First civil penalty order for breach of FOFA duties

By Michelle Levy
Banking Financial Services Litigation

In brief

The Federal Court recently imposed a $1 million civil penalty on a licensee for breaches by its representatives of the best interests and appropriate advice duties. The penalties were the same amount that was agreed between ASIC and the licensee. The decision is a reminder to financial services licensees that they are responsible for their advisers' advice and that ASIC can and will take enforcement action against licensees when it identifies breaches of personal advice duties. Partner Michelle Levy, Associate Katie Gardiner and Lawyer Jamil Diu report.

How does it affect you?

  • This is the first decision resulting in civil penalties for offences by a financial services licensee relating to the best interests obligations.
  • ASIC is actively pursuing penalties for breaches of personal advice duties.
  • Courts remain willing to impose penalties agreed to between ASIC and defendants provided that the proposed penalty is appropriate.

The facts

As we reported earlier in the year, Golden Financial Group Pty Ltd (previously NSG Services Pty Ltd) is a financial services licensee. Its employee advisers provided personal advice to clients in relation to insurance and superannuation products.

In March 2017, Justice Moshinsky of the Federal Court declared that Golden Financial had contravened sections of the Corporations Act that required:

  • its representatives to act in the best interests of their clients and to provide appropriate advice; and
  • Golden Financial to take reasonable steps to ensure that its representatives did so.

Under section 961K(2), a licensee contravenes the section if its representative contravenes the representative's duties to act in the best interests of their client and to give appropriate advice. In this case, Justice Moshinsky found that Golden Financial's representatives (namely its employee advisers), breached both of these duties because, between July 2013 and August 2015:

  • clients were not provided with written advice until after they had already orally instructed advisers to implement the adviser's recommendations in an initial meeting;
  • advisers did not take complete instructions and did not research the appropriateness of the financial products that they recommended; and
  • the clients' existing life insurance and superannuation products were not compared with new ones to ensure that they were getting a better deal.

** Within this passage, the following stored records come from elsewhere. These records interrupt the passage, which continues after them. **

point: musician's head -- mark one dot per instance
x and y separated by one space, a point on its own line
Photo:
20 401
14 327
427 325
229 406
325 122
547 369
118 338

Under s961L, a licensee must take reasonable steps to ensure that its representatives comply with their duties. Justice Moshinsky also found that Golden Financial breached this obligation because it did not have adequate staff training, compliance policies, regular internal audits or regular staff performance reviews.

The declarations made by the Federal Court followed consent orders from ASIC and Golden Financial that agreed on liability. At the time of the declarations, the parties did not agree on the penalties and costs that should follow the declarations, and the matter was timetabled for a hearing.

The parties later reached an agreed position on penalties ($1 million and $50,000 of costs) and asked the court to make orders in accordance with their position.

The decision

In deciding whether to accept the agreed position on penalties, Justice Moshinsky considered whether his Honour was 'sufficiently persuaded of the accuracy of the parties' agreement as to facts and consequences' and whether the penalties proposed were appropriate. He noted that the maximum penalty for each contravention was $1 million. A total of 20 contraventions were declared by Justice Moshinsky in his March 2017 decision.

In deciding that the agreed penalty was appropriate, his Honour noted that the contraventions were 'very serious in nature' and took into account the following factors:

  • Golden Financial did not act dishonestly;
  • the management of Golden Financial was 'substantially impaired' in the period leading up to the commencement of the best interests duty because of the death of the Executive Director's child from a childhood illness;
  • Golden Financial was a substantial enterprise earning millions in commissions (for example, from financial years ending 2014 to 2016 its annual revenue ranged from $4.66 million to $8.24 million);
  • Golden Financial cooperated with ASIC and agreed on declarations of contraventions as well as a proposed penalty; and
  • the Executive Director expressed contrition in his affidavit.

Justice Moshinsky also considered it appropriate for the penalty to consist of separate amounts for the two types of contraventions identified above. The $1 million figure was split so that $250,000 was payable in respect of the licensee's representatives failing to act in the best interests of their clients and providing appropriate advice (s961K(2)), and $750,000 was payable in respect of the licensee failing to take reasonable steps to ensure that its representatives did not breach their duties (s961L). Fixed costs were also awarded against Golden Financial by consent.